08/05/2013 11:22 BST | Updated 08/07/2013 06:12 BST

When the Sovereign Debt Bubble Bursts, Things Will Get Nasty

What do Greece and an unemployed homeowner in Arizona have in common? They are both bankrupt with no hope of ever being able to pay back what they owe.

As I wrote this, I realised it sounded as though I were making a joke (and a bad one at that). The reality is, unfortunately, not funny in any sense, but actually far more worrying.

When Lehman Brothers fell off the proverbial cliff, everyone suddenly realised that lending money to people who have no money doesn't make a huge amount of sense. Due to central banks having decided that they could 'end' the normal business cycle, they decided to make a lot of money available in the early 2000s thinking this would avert a recession. It did, for a few years. Bankers, in the search for money to pay for their ferraris, lent this free money from the central banks to anyone who asked for it.

On that dark day back in 2008, it suddenly became apparent that not only did this money never really exist in the first place (because it was printed out of thin air by the central banks) but that this fake money would never get paid back.

Cue the recession, soaring unemployment and successive attempts, with mixed results, to encourage people to pay down debt.

How does this relate to Greece? In much the same way that banks were give incentives to lend to people who had no money, countries like Greece suddenly looked a whole lot more attractive after the introduction of the euro.

One happy European family, all sharing a (fake) currency! Its introduction led to countries suddenly being able to go to the bank to borrow a lot of dosh at ultra low interest rates. This belief was based on the clearly misguided impression that a common currency would lead to a common way of running a country, i.e. like Germany.

And then the crisis hit. As with individual homeowners who had no money, suddenly it became apparent that Greece (and Cyprus, Italy, Spain, Portugal, Ireland, France, Slovenia and much of the rest of Europe) had no money either.

Cue the sovereign debt crisis, soaring unemployment and successive, definitely failed, attempts by governments to pay down debt.

The sinister thing here is that whereas an individual going bankrupt won't really have much impact in the long run on the global economy, a lot of individuals doing so will. This is why banks are being so kind and generous in letting individuals pay back the money they owe in stages over longer period of times.

In fact it's simply because banks are sh*t scared of what will happen to their share prices if it becomes apparent that a lot of money they lent to people is never coming back.

And the same principle goes for countries. The reason our wise and level-headed politicians decided to 'save' Greece from bankruptcy was simple. The banks who had lent money to the Greek government would have gone insolvent overnight, which would have required other governments to bailout their banks, which would have in turn led to those governments becoming insolvent as well.

Instead we have austerity programmes being implemented in most countries that are designed to bring their finances onto sustainable footings. In the same way a bank will sometimes give an individual a second chance to repay their credit card bill, this is what is happening in Europe. Future growth, induced by that catch-all term 'structural reform', means more tax revenue, which means the ability to pay off these massive debts.

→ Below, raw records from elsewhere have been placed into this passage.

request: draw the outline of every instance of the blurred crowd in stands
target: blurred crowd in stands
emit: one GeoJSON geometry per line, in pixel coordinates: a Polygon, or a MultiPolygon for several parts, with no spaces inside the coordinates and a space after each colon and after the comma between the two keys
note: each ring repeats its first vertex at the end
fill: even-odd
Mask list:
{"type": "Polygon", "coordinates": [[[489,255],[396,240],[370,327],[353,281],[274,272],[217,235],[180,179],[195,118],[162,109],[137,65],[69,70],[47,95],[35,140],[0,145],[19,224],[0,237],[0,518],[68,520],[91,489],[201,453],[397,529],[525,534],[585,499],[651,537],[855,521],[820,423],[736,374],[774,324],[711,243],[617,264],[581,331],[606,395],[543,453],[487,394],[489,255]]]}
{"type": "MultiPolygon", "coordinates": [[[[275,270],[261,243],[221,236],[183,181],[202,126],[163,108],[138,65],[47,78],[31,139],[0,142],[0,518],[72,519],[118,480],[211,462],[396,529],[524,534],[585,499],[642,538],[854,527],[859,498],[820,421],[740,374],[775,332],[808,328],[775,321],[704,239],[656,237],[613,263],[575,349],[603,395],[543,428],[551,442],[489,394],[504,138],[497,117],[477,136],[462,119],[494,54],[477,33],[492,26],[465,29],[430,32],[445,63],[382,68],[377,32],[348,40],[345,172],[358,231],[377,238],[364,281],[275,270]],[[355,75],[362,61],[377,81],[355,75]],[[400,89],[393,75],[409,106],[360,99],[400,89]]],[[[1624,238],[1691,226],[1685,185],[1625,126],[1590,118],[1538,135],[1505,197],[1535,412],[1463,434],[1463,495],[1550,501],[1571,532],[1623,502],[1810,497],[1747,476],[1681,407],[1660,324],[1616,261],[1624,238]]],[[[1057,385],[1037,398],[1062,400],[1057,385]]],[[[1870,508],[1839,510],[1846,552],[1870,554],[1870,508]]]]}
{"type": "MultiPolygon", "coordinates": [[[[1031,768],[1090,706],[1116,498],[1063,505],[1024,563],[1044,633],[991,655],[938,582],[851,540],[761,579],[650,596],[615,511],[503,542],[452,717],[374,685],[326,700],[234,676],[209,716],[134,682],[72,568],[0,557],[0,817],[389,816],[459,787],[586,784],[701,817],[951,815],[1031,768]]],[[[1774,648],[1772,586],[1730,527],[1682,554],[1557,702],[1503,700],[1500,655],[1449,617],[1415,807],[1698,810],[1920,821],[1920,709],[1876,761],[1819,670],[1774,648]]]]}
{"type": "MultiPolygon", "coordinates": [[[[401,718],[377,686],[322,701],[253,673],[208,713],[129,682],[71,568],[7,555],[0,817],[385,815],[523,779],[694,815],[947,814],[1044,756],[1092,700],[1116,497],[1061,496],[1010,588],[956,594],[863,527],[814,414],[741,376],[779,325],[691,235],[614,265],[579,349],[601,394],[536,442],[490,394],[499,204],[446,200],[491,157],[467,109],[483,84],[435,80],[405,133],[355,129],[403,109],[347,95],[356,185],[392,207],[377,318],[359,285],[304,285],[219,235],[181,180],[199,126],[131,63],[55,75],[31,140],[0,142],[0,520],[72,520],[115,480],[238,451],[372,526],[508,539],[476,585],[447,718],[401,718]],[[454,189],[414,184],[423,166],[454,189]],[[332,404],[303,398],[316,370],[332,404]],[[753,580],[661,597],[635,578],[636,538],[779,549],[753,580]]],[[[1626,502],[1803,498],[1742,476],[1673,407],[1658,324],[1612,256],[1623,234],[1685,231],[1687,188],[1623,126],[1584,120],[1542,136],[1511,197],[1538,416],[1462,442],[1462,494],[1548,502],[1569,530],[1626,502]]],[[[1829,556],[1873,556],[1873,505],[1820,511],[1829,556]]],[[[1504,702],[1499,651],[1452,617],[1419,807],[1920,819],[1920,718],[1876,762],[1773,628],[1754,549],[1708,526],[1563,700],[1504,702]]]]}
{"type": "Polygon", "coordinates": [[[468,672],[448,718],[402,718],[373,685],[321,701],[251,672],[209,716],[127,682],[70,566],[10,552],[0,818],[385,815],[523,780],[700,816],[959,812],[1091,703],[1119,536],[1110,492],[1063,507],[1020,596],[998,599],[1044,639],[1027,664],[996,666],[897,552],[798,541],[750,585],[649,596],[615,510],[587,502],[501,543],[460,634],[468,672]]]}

However let's look at the facts. Europe is in decline. Its population is ageing and shrinking, which means ever more expensive healthcare systems and less tax revenue. Its industries are gradually migrating to warmer climes to take advantage of cheap slave labour in China and elsewhere. Where is the money to pay back so much debt going to come from?

The answer, at the moment at least, is 'the central banks'. It is they who are keeping the whole system afloat. But with what? The money they create has no intrinsic value, only the value we place on it. It isn't real.

Why then are stocks and shares the highest they've ever been? Why are countries able to borrow at such low interest rates? Europe is mired in the deepest recession, let's call it a depression actually, since the 1930s. How can this be?

A glance over the past few decades would suggest that, if we look hard, we might spot a bubble developing. A bubble is simply when a group of investors become willing to spend more money on something that it is actually worth. On this basis, sovereign debt is the new bubble.

Are we really claiming that Italy, after several months without a government, deserves to be charged next to nothing to borrow money to pay for the debt it already owes? The intrinsic value of Italy is pretty hard to identify these days. Similarly with most of the developed world, we are living beyond our means and the only thing that's keeping us afloat is a credit card given to us by the central bank.

Who knows when investors will wake up and realise that the money they have lent to the governments of the western world is not coming back. But when they do and the sovereign debt bubble bursts, as the mortgage bubble did in 2008, and the tech bubble in 2000, things could get rather nasty.